Coucou tout le monde !!!!!!!!!! Tout d'abord veuillez me pardonner pour l'immense retard que j'ai prit dans ma mise à jour. Je vais essayer de me rattraper pendant les vacances c'est promis.

Avant le début du chapitre comme d'habitude je réponds aux reviews.

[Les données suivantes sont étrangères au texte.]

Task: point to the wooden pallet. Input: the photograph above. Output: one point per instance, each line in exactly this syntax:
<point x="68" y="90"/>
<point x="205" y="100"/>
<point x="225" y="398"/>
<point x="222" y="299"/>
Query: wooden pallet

Hannange : Merci pour les compliments. Ca me touche beaucoup. J'espère ne pas t'avoir fait trop attendre.

Clau : Ben je dirais idem que pour Hannange. Vous me faites rougir avec tous ses compliments. Je sais plus ou me mettre !

La pieuvredudesert : AAAAAAAAAAAAAAAAAAAhhhhh !! C'est décidé vous avez envie que je me transforme en tomate !! Kisss.

Chmarie : Heureuse de savoir que je ne te perdrais pas ! J'espère que tu ne m'as pas oublié depuis le temps que je vous attendre … kisssss

Cécile : Toi t'es la petite nouvelle. En plus deux reviews !! Je te dédicace le chapitre pour la peine.

Bon voilà, toujours rien pour ceux de TWWo. Quelqu'un peut me dire pourquoi je n'arrive plus a aller sur le site ???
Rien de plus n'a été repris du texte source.